How does this differ? Traditional clinical guidelines tell us what works on average for a broad population. Precision medicine asks a more meaningful question:
“What is the right prevention, diagnosis, or treatment for this individual, right now, given everything we know about them?”
Generative AI (Gen AI) and agentic AI approach this challenge in complementary ways:
- Generative AI (LLMs) synthesizes large volumes of multimodal data, including text, images, genomic information, or molecular structures, into clear insights.
- Agentic AI goes a step further by reasoning, planning, and taking action across tools and workflows to help move a patient journey forward.
Together, they’re forming an intelligence and orchestration layer that brings truly personalized care within reach.
What Gen AI makes possible in precision medicine
- Predicting disease-risk years in advance
A new wave of generative AI models is pushing risk-prediction far beyond single-disease scores.

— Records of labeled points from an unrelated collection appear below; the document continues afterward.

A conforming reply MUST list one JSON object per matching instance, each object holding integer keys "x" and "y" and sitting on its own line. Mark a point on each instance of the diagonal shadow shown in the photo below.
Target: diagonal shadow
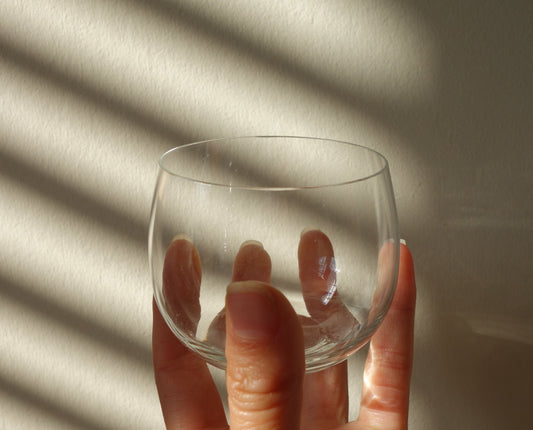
{"x": 47, "y": 406}
{"x": 375, "y": 108}
{"x": 65, "y": 317}
{"x": 68, "y": 196}
{"x": 133, "y": 115}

In 2025, European researchers released Delphi-2M, a generative AI model that predicts an individual’s risk of more than 1,000 diseases up to 20 years in advance. Trained on 400,000 UK Biobank patients and validated on 1.9 million people in Denmark, it uses LLM-style architectures applied to longitudinal health records to forecast complex clinical trajectories rather than just one outcome.
For precision medicine, tools like this can:
- Identify patients who may develop heart failure, diabetes, sepsis, or cancer long before traditional risk models detect a concern.
- Enable personalized prevention programs, screening schedules, and lifestyle recommendations tuned to each person’s projected disease pathway.
- Using genomics and biomarkers to guide targeted therapies
Gen AI models are becoming critical for turning genomic and molecular data into actionable, personalized treatments.
Recent reviews in Frontiers in Medicine and other journals highlight how ML and generative models are being used in precision oncology to identify new biomarkers, predict treatment response, and stratify patients for targeted therapies. At Memorial Sloan Kettering, researchers are building advanced ML and generative models to support precision cancer care in pediatrics.
For precision medicine, these capabilities make it possible to:
- Detect molecular markers that indicate which therapies a patient is most likely to respond to.
- Tailor treatment plans based on predicted response patterns rather than broad tumor type alone.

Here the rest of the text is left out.